I followed the procedure you linked (it's also linked in my comment) and the other link is another one I looked into for solving this issue. The client certificates (OpsCenter) are imported into the truststore of the DSE nodes and I can connect successfully from any node via cqlsh with SSL and client authentication. Also, the OpsCenter truststore has the nodes certificates and CA in its truststore. As mentioned, OpsCenter shows the status of the nodes correctly and can communicate with the agents without issues, it is LCM that causes that error message and fails when I try to deploy the configuration with client_auth checked on client encryption options tab in cassandra.yaml
You will also need to configure cqlsh to connect to the nodes with client-to-node encryption enabled
It is configured and I can start a cql shell to any node from any node. I also installed on the OpsCenter node the cqlsh package in order to test the connection and certificates, extracted the private key from the OpsCenter certificate keystore and added the settings user@opscenter ~/.cassandra/cqlshrc and can connect from OpsCenter to any node in the cluster, this is why I'm so confused about why LCM is complaining about the TLS handshake, the certificate used for this connection is the same that is imported into the nodes truststore that should accept the certificate.

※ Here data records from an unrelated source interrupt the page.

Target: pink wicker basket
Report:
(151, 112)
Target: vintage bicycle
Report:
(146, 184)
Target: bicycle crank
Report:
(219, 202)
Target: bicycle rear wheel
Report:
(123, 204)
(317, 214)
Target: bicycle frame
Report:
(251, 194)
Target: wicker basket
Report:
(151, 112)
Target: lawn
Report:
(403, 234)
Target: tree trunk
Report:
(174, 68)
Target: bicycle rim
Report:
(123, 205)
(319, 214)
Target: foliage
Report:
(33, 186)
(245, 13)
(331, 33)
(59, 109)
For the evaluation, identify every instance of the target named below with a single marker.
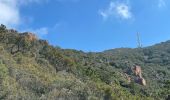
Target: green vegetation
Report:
(31, 69)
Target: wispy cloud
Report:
(161, 3)
(10, 11)
(118, 9)
(39, 32)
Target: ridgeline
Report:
(31, 69)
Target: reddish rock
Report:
(137, 70)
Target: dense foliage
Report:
(31, 69)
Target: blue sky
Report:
(90, 25)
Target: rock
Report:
(137, 70)
(138, 73)
(143, 81)
(29, 36)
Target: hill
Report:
(31, 69)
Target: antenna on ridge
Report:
(139, 41)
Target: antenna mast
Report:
(139, 41)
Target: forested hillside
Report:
(31, 69)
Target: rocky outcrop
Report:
(138, 72)
(29, 36)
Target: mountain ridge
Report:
(33, 69)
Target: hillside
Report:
(31, 69)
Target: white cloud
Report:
(161, 3)
(10, 11)
(39, 32)
(118, 9)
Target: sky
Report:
(90, 25)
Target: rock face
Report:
(30, 36)
(138, 72)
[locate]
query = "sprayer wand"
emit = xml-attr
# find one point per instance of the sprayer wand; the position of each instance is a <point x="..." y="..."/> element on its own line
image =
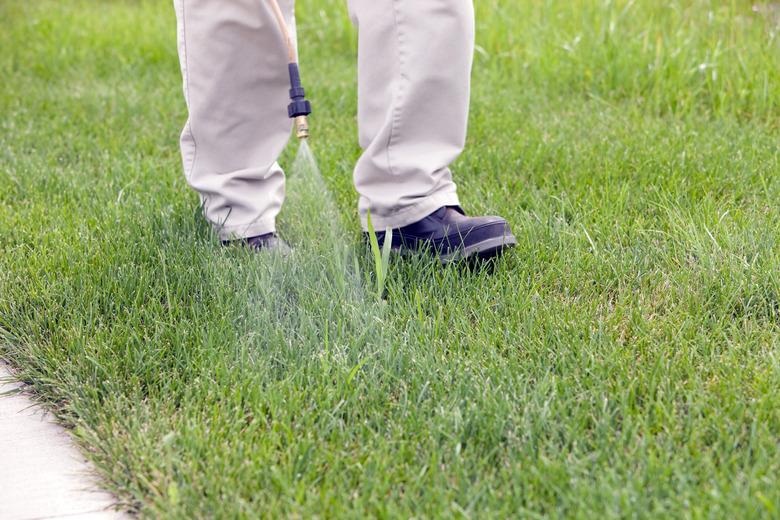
<point x="299" y="107"/>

These are the contents of the cqlshrc file
[authentication] username = cassandra password = redacted [ssl] certfile = /var/lib/opscenter/ssl/lcm/cluster_151c8e74-c4c7-40ed-8bf3-680207880945.crt validate = true userkey = /home/redacted/opscenter.key usercert = /home/redacted/signing_request.crt_signed [connection] hostname=10.220.2.103
And here is the result:
user@opscenter:~$ sudo cqlsh-6.8.0/bin/cqlsh --ssl --debug Using CQL driver: <module 'cassandra' from '/home/user/cqlsh-6.8.0/bin/../zipfiles/cassandra-driver-internal-only-3.21.0.post0+20200211.zip/cassandra-driver-3.21.0.post0+20200211/cassandra/__init__.py'> Using connect timeout: 5 seconds Using 'utf-8' encoding Using ssl: True Using DSEPlainTextAuthProvider Connected to DSE Cluster at 10.220.2.103:9042. [cqlsh 6.8.0 | DSE 6.8.0 | CQL spec 3.4.5 | DSE protocol v2] Use HELP for help. cassandra@cqlsh>
Any ideas what else could be happening? Thanks.